I have a pool very close to my hives and have been reading here on different things to get the bees water. I believe it was Micheal Bush that suggested a bucket with sticks, well i happened to have a 30 gallon tub for icing drinks . I loaded it with some 2-3 inch limbs I had on the firewood pile, added 20 gallons of water , some salt and some a quart of sugar water. You can see even in the rainy weather we have been having my bees have taken well to the bucket. i ope this means good things for pool season, as my wife is allergic. She swears she is staying neck deep with my veil on in the pool all summer!!

http://i57.photobucket.com/albums/g212/pir8bill/Bee Stuff/0506090944a.jpg

http://i57.photobucket.com/albums/g212/pir8bill/Bee Stuff/0506090944.jpg


----------



## SlickMick (Feb 28, 2009)

I am curious to know what the salt and sugar water are for

Mick


----------



## ncsteeler (Apr 15, 2009)

Salt because bees need some salt in their diet and I thought it would help draw them to this water source. And Sugar as an attractant also.


----------



## digdan (May 8, 2009)

Sticks in a bucket is a wonderful idea! I was going to use styrophome and cut holes in my water container (to prevent overflow during rain), but sticks is so much simpler and easier.

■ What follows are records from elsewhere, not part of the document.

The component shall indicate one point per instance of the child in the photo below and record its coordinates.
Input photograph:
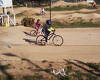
(37, 25)
(47, 29)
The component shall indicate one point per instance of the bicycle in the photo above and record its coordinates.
(57, 40)
(35, 33)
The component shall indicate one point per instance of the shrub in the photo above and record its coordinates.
(27, 21)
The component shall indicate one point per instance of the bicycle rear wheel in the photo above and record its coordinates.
(33, 33)
(40, 40)
(57, 40)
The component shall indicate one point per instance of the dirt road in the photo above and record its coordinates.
(79, 43)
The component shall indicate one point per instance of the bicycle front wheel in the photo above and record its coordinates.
(57, 40)
(33, 33)
(40, 40)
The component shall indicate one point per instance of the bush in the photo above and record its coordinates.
(27, 21)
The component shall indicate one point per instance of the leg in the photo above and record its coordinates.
(46, 36)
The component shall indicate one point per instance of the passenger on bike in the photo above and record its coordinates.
(47, 29)
(37, 25)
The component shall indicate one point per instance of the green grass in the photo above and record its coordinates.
(70, 8)
(75, 25)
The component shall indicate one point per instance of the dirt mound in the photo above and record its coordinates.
(63, 3)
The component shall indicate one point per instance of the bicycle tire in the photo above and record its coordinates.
(57, 38)
(40, 40)
(33, 33)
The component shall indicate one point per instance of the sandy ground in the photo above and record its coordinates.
(79, 43)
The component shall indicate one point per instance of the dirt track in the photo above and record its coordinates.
(79, 43)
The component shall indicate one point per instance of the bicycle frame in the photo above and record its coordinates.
(51, 35)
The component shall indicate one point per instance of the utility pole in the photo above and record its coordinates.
(50, 8)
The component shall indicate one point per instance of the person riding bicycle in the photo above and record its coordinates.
(37, 25)
(47, 29)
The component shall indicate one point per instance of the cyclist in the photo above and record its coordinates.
(47, 29)
(37, 25)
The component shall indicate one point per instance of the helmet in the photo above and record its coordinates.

I'm going to have to use this idea on my next setup


----------



## phil c (Jan 21, 2007)

When tje weater gets dry I use a 20 gal tub for water with a canvas cover. The cover is partially submerged in the center and the rest of it stays wet from the wicking action. The water in the center with the submerged canvas is only an inch or so deep. The bees take to it well and no drowning! They can get either the exposed water in the center or suck up water from the wet canvas. I have to refill every couple of days in real hot weather


----------



## sentientsoil (Apr 20, 2008)

how much salt?


----------



## ncsteeler (Apr 15, 2009)

I put about 2 cups of salt in 25 gallons of water, but I don't think there is any ind of exact science to it. I heard that the guy that set the world record for honey production sprinkled salt on his landing board.


----------



## ScadsOBees (Oct 2, 2003)

Too much sugar and pretty soon the bees won't be able to fly back to the hive 

does the salt discourage mosquitos by any chance?


----------



## ncsteeler (Apr 15, 2009)

I was hoping the salt would discourage mosquitos, but It must not, because I have plenty of those. I dump the bucket once a week or so.


----------



## samak (Sep 15, 2006)

ncsteeler said:


> I put about 2 cups of salt in 25 gallons of water, but I don't think there is any ind of exact science to it. I heard that the guy that set the world record for honey production sprinkled salt on his landing board.


you must be talking about the guy who wrote the book "mastering the art of beekeeping".

I remember he said that in one part of the book that he sprinkled some salt on the landing board sometimes.


----------



## BEES4U (Oct 10, 2007)

to much salt is lethal.
But,
I can never locate that amount.
Some keepers put mineralized salt on the hives top bars in spring.
Ernie


----------